Роща встретила дедушку добрым шумом, птичьим пересвистом и первым в листве лучиком взошедшего солнца.
— Ахти напасти, — сокрушился дедушка, — припозднился! — И еще резвее заторопился тропинкой.
Сердце, которого он давно не слышал, вдруг встрепенулось, легонько клюнуло в ребра и заходило в груди ровно, словно бы маятник.
Кнут заиграл, запел в руках дедушки Ивана, а из души, из горла, из черного провала рта вырвалось что-то похожее на песню.
Земля, лежащая за рощей, пахнула на него запахами всей его жизни, всеми радостями.
— Но, но, милая, — и кнут свистнул, срезая тонкие веточки жимолости вдоль тропинки. — Пошла, пошла, милая!
На опушке, за кустами, дедушка Иван различил бабий говор.
— Ждут. То-то!..
Он приосанился, скинул на одно плечо зипун, оправил рубаху, подобрал низко сползшие порты. Шагнул за кусты, лихо, как ему казалось, помахивая кнутом, и вдруг застыл, пораженный…

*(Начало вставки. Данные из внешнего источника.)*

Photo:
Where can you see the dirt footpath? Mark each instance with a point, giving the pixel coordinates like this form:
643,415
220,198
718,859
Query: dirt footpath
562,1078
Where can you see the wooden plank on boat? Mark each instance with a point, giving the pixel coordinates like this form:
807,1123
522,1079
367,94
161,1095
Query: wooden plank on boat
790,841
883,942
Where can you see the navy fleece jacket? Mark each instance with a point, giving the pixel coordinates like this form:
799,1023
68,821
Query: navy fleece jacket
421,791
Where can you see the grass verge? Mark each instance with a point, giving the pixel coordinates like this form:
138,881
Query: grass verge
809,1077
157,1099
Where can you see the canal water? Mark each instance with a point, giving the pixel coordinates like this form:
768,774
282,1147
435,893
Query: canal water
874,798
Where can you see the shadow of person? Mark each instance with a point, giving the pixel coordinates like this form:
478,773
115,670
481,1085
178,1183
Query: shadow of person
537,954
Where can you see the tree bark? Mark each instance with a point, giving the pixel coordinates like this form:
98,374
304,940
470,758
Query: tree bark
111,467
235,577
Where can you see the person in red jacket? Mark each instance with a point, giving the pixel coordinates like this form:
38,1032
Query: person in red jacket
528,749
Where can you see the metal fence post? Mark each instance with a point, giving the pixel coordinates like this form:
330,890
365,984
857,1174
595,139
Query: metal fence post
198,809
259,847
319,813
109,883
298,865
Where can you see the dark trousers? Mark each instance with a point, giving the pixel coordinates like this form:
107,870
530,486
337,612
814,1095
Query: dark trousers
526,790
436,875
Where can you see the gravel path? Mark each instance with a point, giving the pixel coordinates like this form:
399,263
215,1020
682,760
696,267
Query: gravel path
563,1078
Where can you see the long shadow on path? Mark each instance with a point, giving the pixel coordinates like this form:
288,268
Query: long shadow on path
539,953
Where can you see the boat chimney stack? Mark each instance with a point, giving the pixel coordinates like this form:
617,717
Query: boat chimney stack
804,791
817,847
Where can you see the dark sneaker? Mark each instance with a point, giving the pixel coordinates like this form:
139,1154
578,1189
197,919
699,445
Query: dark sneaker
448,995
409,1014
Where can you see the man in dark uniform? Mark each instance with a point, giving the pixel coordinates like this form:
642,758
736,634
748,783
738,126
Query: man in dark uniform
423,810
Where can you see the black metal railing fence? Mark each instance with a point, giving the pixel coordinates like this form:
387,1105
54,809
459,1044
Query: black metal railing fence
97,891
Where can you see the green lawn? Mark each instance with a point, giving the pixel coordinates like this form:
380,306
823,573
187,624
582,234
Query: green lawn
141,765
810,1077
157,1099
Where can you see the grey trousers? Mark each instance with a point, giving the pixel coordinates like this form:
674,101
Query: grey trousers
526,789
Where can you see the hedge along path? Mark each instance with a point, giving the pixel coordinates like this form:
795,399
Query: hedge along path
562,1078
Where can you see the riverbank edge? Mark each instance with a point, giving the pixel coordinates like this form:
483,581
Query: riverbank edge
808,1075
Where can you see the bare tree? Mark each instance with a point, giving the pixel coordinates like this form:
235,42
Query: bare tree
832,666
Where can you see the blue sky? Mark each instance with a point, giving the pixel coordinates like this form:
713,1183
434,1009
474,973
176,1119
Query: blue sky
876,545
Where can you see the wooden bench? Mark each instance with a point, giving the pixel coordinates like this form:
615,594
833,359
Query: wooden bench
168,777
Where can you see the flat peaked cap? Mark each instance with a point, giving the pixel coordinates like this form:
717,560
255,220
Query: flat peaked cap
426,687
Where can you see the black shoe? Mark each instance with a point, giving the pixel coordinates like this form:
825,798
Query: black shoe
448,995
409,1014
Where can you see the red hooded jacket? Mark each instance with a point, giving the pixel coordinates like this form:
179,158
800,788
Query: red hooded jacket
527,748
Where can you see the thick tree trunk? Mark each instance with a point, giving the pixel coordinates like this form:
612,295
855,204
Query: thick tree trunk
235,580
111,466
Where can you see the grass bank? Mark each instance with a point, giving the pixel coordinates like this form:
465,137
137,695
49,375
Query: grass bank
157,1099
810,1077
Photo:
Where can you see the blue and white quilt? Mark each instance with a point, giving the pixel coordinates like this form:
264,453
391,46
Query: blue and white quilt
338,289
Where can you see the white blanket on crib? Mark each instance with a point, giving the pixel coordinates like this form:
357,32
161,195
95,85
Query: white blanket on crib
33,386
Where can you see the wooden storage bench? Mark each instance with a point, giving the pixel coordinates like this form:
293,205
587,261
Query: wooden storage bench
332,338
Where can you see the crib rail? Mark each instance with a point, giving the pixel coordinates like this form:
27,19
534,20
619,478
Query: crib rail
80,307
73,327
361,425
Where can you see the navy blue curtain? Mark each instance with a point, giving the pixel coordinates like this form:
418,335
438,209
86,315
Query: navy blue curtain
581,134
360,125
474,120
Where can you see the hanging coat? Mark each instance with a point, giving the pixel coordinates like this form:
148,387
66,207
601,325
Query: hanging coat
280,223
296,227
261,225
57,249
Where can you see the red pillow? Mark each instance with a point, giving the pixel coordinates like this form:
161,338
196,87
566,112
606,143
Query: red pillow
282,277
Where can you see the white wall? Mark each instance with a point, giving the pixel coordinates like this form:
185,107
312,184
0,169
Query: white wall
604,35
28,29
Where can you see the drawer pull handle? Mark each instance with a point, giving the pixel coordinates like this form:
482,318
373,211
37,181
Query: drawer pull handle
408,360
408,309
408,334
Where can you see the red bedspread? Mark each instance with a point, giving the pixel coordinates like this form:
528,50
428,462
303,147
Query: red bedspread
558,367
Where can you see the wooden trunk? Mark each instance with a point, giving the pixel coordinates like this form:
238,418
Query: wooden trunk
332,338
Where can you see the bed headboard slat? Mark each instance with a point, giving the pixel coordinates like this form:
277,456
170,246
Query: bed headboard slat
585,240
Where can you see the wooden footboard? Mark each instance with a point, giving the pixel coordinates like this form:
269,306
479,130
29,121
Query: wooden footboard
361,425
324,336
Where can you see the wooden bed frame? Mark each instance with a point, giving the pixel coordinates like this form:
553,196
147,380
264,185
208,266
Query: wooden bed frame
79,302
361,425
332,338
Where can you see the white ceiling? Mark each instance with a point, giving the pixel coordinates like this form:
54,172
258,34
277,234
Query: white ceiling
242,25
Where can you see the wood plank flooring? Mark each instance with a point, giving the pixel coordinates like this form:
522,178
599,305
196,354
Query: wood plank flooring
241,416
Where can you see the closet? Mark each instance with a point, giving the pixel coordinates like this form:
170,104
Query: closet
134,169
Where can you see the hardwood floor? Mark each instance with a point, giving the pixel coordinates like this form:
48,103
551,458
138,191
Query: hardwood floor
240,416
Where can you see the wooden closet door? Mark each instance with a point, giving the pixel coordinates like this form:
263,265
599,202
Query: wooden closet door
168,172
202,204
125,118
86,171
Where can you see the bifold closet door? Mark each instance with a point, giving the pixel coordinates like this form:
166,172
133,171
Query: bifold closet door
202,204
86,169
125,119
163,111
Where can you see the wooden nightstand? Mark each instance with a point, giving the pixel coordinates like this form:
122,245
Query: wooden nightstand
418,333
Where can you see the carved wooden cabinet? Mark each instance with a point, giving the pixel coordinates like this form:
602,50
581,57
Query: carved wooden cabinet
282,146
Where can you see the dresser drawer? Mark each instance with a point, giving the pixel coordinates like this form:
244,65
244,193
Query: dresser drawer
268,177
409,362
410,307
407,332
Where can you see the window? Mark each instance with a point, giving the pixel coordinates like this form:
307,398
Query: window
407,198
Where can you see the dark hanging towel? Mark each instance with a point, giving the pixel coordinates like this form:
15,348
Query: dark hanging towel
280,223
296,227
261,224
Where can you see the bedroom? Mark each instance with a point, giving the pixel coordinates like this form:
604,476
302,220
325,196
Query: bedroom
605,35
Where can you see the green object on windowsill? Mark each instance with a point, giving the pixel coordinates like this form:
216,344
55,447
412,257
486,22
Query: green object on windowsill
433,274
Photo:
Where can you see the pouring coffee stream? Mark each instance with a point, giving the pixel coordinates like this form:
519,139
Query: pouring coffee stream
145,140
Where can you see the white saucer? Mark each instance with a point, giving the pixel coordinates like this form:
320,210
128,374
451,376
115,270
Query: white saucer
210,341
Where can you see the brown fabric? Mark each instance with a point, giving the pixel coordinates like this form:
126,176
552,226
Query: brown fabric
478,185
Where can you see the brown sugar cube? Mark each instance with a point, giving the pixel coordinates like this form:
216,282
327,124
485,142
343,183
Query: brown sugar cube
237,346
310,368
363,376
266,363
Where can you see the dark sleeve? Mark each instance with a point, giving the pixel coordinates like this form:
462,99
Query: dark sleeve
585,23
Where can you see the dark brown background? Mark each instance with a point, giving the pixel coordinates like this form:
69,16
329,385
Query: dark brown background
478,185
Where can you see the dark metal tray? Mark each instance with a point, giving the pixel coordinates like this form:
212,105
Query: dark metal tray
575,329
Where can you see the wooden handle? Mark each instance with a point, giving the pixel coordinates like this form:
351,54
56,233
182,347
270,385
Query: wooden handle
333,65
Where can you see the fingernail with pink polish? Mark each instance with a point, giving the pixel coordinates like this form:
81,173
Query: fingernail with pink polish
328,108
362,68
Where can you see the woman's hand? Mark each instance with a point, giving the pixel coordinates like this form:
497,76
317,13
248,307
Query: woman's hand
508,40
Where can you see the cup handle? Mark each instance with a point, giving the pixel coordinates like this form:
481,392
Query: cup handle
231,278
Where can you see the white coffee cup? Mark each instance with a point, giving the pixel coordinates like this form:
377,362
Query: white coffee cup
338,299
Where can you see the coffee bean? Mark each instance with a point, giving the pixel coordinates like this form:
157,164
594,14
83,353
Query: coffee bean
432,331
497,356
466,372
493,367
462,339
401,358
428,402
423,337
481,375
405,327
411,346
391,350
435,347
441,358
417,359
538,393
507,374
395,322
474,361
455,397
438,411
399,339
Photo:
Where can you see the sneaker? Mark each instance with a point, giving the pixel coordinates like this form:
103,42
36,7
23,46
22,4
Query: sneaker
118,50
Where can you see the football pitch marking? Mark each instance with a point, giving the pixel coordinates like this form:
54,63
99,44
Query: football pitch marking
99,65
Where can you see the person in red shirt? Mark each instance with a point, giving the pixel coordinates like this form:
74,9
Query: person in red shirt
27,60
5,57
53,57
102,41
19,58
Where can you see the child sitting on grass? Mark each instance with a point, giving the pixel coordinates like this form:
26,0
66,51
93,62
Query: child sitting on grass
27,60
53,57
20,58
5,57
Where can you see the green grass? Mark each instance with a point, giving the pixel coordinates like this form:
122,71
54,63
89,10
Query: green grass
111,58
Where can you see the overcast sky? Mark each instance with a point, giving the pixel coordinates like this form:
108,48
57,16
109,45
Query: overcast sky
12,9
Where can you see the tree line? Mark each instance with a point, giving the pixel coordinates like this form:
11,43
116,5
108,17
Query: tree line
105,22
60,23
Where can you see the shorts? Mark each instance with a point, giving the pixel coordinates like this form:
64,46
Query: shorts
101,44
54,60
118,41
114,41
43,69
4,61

В меже, заросшей чернобылом, сурепкой и полынью, подогнув ноги под старые латаные юбки, сидели худые, с серыми лицами бабы, впряженные в старую соху, что лежала лет сорок у него на усадьбе, за погребом…
За Пешней правый берег Оки крут и высок. Зарос он сплошь густым разнолесьем. Сосны, березы, ивняк, липы, дубы растут, и светло-зеленая яблонька рядом с неглубокой пещерой. Место это в народе зовется Улай. А внизу, куда течет змейкая стежка, бьет из-под горы родник.
Недалеко от родника, загнав лодку в густой ивняк, сидит рыболов, сердитый, неразговорчивый старичок. Он, частенько поворачиваясь и чертыхаясь, вылазит из лодки и идет к роднику. Кряхтя, нагибается над холодной струей, делает несколько громких глотков и снова возвращается к удилищам. Я пью из фляги. Стараясь наладить добрососедские отношения, предлагаю старику фляжку, ужу я с берега, и мне проворнее ходить к роднику.
— Своя есть, — недовольно ворчит он. — А коли водица под боком — посудина не нужна! Из землицы из самой, что ни на есть корневой глубины вода-то!
Я прячу флягу поглубже в мешок и тоже хожу к роднику.
К вечеру старик заметно подобрел. Проходя мимо меня, улыбается.
— Живая водица!..
— Хороша! — соглашаюсь я.
— Ну-ка особливую наживочку, — предлагает вдруг он. — Попробуй на нее…
— Спасибо…
— Хороша водица-то, а?!
— Хороша! Живая!
— Живая! — соглашается он…
Комаровы уезжают.
Третьего дня на Акулину Гречишницу похоронили Авдотью Терентьевну, по-деревенски — Авдотку — невестку Акима и Марьи Комаровых.